Miranda’s role in Vampyros Lesbos is a perfect introduction to this striking actress, whose life was tragically cut short by a car accident in August ’70 (while she and Franco were filming the necessarily uncompleted Juliette). In this film, she plays the Countess Nadine Carody, who lives in an ultramodern beach house on (fictitious) Karidados Island, off the coast of Istanbul. To her isolated retreat comes a beautiful blonde lawyer named Linda Westinghouse (Ewa Stroemberg, who would also appear with Miranda in She Killed in Ecstasy), to arrange a transfer of property from the Hungarian Count Dracula (hmmm, that name DOES ring a bell) to the countess … a case of hot-blooded (albeit mesmerized) lust at first sight for the vampiress and her victim. Meanwhile, as a subplot of sorts, a Renfield-like woman in a mental asylum, run by one Dr. Seward (the great English actor Dennis Price), claims to be in mental communion with the same mysterious countess…
A German production directed by a Spaniard in Turkey and yet featuring title credits in French, Vampiros Lesbos is yet another trippy, mystifying head scratcher from Jess Franco, although perhaps not as bewildering as the director’s Succubus (1967) and Venus in Furs (1968). The film has been beautifully shot by Franco — it is not as overly dependent on the ol’ zoom lens as many of his other features — and makes excellent use of its Istanbul exteriors. Franco often positions his camera quite ingeniously, with his overhead shot of that spiral staircase very reminiscent of the one in his 1965 masterpiece The Diabolical Dr. Z, and DOP Manuel Merino is to be commended for his fine work here as well.

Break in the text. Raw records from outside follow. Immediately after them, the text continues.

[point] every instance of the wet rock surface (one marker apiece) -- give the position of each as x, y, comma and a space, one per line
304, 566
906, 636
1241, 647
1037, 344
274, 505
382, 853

But apart from the exquisite filming of the gorgeous scenery and the two leading ladies, the film’s major selling point must be its remarkable, psychedelic, sitar-laced, horns-accented, groovy rock ‘n’ funk soundtrack by Mannfred Hubler and guitarist Siegfried Schwab. The duo also composed similar scores for the next two Franco/Miranda films, with the highlights of each being culled to make up the currently in-print CD Vampyros Lesbos: Sexadelic Dance Party, a CD that I am going to certainly be purchasing soon. Non sequitur though the music sometimes is with regard to what is on screen, it yet remains a key element here.
The film contains some imponderables, I should add, that even a repeat viewing failed to clarify. Was Linda made a vampiress by the drinking of blood from a vase or not? What are the symbolic meanings of that soaring kite and scuttling scorpion? Why did the character of Memmet (a porter, played by Franco himself, who tortures women in a hotel basement, and who appears on screen for perhaps three minutes) have to be included? Why is the countess’ servant’s name Morpho … the same name as the deformed assistant in Franco’s 1961 breakthrough film The Awful Dr. Orloff? Perhaps it would be wise to remember Linda’s words near the film’s conclusion: “…there might not be an explanation for it.”
Vampyros Lesbos is certainly not a movie for the impatient. “Nothing happens,” my buddy Rick complained a while ago after watching it. More of a lysergic mood piece than a vampire film per se, the picture yet sports any number of astonishing images and sets, while Soledad manages to grip the viewer — whether doing a kinky cabaret act, sunbathing naked (yes, that’s right … a sunbathing vampire!) or merely sipping on “wine” — in every scene that she is in. More than just a pretty face, she proves, in Vampyros Lesbos, that she was also a not untalented thespian (who also did lesbian!). How many more interesting projects she and Franco could have collaborated on (in 1970 alone, ha ha!), had not fate intervened, is anybody’s guess.
As for the Image DVD that I recently watched, the print quality is simply stunning, with brilliant colors and adequate subtitling to supplement the German-language dialogue. Sadly, the only “extras” provided are two trailers, for this film and for She Killed in Ecstasy; an interview with the always loquacious Franco would have been nice. Still, this is a quibble. Throw this DVD in, sit back, and be prepared to immerse yourself, for 89 minutes, in one very strange and dreamlike experience indeed.